In other words, the Drinkware case establishes that satisfying Wertheim is a necessary condition for proving invalidity. It does not say (ever) that it is sufficient.

In your earlier post, and in portions of this post, you seem to read Drinkware as establishing satisfaction of Wertheim as a *sufficient* condition for proving invalidity. But it is a merely necessary condition. You can see this by parsing the language of the decision. The Drinkware court says:

"A reference patent is only entitled to claim the benefit of the filing date of its provisional application if the disclosure of the provisional application provides support for the claims in the reference patent in compliance with § 112, ¶ 1"

The language "only ... if" indicates a necessary condition. It does not indicate a sufficient condition.
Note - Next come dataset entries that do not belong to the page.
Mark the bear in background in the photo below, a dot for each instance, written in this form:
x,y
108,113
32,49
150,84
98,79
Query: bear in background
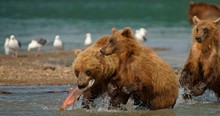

Because the Wertheim rule, as applied by Drinkware, is a merely necessary condition, there may be other necessary conditions. For example, to be valid, a patent must also satisfy 101, 102, 103, 112, and every other condition of patentability. (Mark Lemley has enumerated most of them in his article The Fractioning of Patent Law). So the existence of the Wertheim condition here does not imply (as you seem to suggest) an absence of other conditions. There are plenty of other conditions.

One of the other conditions is that the provisional must provide support for the relied-on disclosure, if that disclosure is going to be used (as of the provisional's filing date) as prior art. For that rule, you can simply read the text of former 102(e), or read decisions such as:


It is also common sense. It would be manifestly unjust to use a provisional's filing date as prior art, if the relied-on disclosure didn't exist by that date and was only added later.

BTW, I think my comment above confuses two things:

1. necessary condition for claim validity
2. necessary condition for claim invalidity

Let me clarify. The Drinkware decision writes that satisfying Wertheim is a necessary condition for invalidating a patent under 102e. So there may be other necessary conditions, such as the traditional disclosure requirement, which is discussed in the Giacomini case and flows from the language of old 102(e).

By *analogy*, there are many necessary conditions for patent validity. A valid patent must be new. But it must also be nonobvious. And it must also satisfy 112. Etc.

The point, in both cases (necessary conditions for invalidity under 102e, and necessary conditions for validity in general), is that a decision discussing one necessary condition need not discuss other necessary conditions. In the context of necessary conditions for invalidating under 102(e), a court that discusses Wertheim does not need to discuss Giacomini, if the Wertheim rule is not satisfied.

Similarly, in the context of necessary conditions for patent validity, a court that finds a patented invention old does not also need to discuss obviousness. Nor does it need to discuss section 101, or section 112. The existence of one necessary condition does not imply the absence of other necessary conditions. And, if one necessary condition fails, then the court can move on, because all necessary conditions must be satisfied for the relevant party to win - if a single necessary condition fails (e.g., if the Wertheim rule is not satisfied), then it's game over.

Skeptical, re "I just don't think that you need to go further than merely identifying that not everything in a non-provisional rightly earns a critical date of the "parent" provisional." Yes, but is not the Fed.-Cir.-confused issue here how that "identifying" is to be done, OTHER than the easy case when the subject disclosure was simply not present in the provisional as of the provisional filing date?
P.S. Yes a single reference 103 is unusual, and I was merely simplifying the question with that, but why is that not possible under KSR in some cases? By a missing non-novel claim element being provided by KSR's plurally-repeated "common sense" of the POSITA?